SX-Aurora VE hardware overview

Erich Focht

Introduction

The SX-Aurora TSUBASA is a vector processor card in PCIe form factor. It was built in the tradition of the NEC SX-series architecture but represents a radical change in the system design. While the old SX vector supercomputers were conceptually close to mainframes with proprietary hardware, very specialized interconnect network, proprietary SuperUX operating system, the SX-Aurora is a rather small card, built into a x86 Linux server or PC, using Infiniband interconnects for communication. The vector engine can be used either as a vector computer or as an accelerator for hybrid x86-VE codes.

VE 1.0 card

Processor Architecture

The vector engine is a processor with only 8 powerfull cores, sharing a 16MB cache (LLC = last level cache) and connected to 6 HBM2 modules through the Silicon interposer (Chip-on-Wafer-on-Substrate technology). It has currently the largest memory bandwidth among all current processors and accelerators: 1.22 TB/s.

VE CPU layout

The peak bandwidth per core is 400GB/s and the maximum bandwidth available from LLC is 3TB/s.

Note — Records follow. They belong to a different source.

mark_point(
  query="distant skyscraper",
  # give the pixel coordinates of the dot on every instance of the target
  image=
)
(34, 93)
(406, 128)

The VE is manufactured in a 16nm FinFET process and available in three variants listed in the table below. Variant 10A is only sold in the direct liquid cooled version.

VE SKUs	10A	10B	10C
Clock Speed	1.6GHz	1.4GHz	1.4GHz
Core DP GFLOPS	307.2	268.8	268.8
CPU DP TFLOPS	2.45	2.15	2.15
CPU SP TFLOPS	4.9	4.3	4.3
Memory bandwidth	1.22TB/s	1.22TB/s	0.76TB/s
Memory capacity	48GB	48GB	24GB

VE Core, Registers, Functional Units

Each core of the VE has a fully featured Scalar Processing Unit (SPU) with L1 and L2 caches (32kB+32kB, 256kB) and 64 scalar registers.

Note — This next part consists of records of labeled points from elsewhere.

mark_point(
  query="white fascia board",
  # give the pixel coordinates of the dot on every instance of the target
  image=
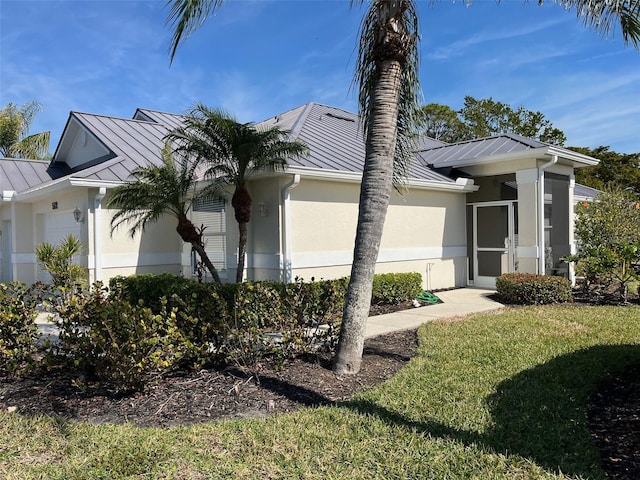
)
(61, 184)
(533, 153)
(356, 177)
(7, 195)
(83, 182)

The Vector Processing Unit (VPU) components are:

64 vector registers of 256 * 64 bits = 16 kilobits, each. They are implemented as mixed SIMD (32 * 64 bits wide) + pipelined units.
3 vector fused multiply and add units (FMA) able of delivering 3 * 32 * 2 = 192 double precision results per clock cycle.
2 vector arithmetic logical units (ALU) for fixed point arithmetic processing.
one dedicated full precision divide unit.

Instruction processing is out-of-order for both SPU and VPU.

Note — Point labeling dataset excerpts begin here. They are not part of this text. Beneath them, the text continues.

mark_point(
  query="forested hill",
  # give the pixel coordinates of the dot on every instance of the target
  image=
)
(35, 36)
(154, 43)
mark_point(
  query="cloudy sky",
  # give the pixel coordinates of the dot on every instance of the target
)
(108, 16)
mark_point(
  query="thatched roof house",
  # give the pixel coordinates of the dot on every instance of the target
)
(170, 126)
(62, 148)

The combination of SIMD and pipelining allows a very efficient use of the functional unit stages and results in rather low power consumption. For example the 10B model’s peak TDP is 300W, it is said to spend 250W during the HPL benchark and less than 150W during HPCG.

The cores have address translation buffers (AKA TLBs) for virtual memory addressing and DMA engines for asyncronous memory movement eg. over the PCIe bus.

While memory addressing is done in pages and processes use a virtual address space, the extremely high memory bandwidth during vector operations does not allow precise exceptions. Basically this means that vector operations can’t recover from page faults, therefore programs are executed in a “real memory mode”, where all memory that might be touched by the CPU must be available while the process is running.

VE Instruction Set Architecture

The SPU’s instruction set is that of a rather complete RISC microprocessor. The scalar instructions operate on/with the 64 scalar registers and system registers and can be grouped into following classes:

Transfer instructions
Fixed-Point Arithmetic Operations
Logical Arithmetic Operations
Shift Instructions
Floating-Point Arithmetic Operations
Branch Instructions
Control Instructions
Host Memory Access Instructions

Vector instructions are operating on/with the 64 vector registers and 16 vector mask registers. The main difference to the widely spread SIMD instructions nowadays called “vector instructions” is that vector instructions are controlled by a vector length register. This is neither a mask nor does it limit configure SIMD units. It contains a number between 1 and 256 which controls how many elements of the vector registers will be processed. It can be set any time!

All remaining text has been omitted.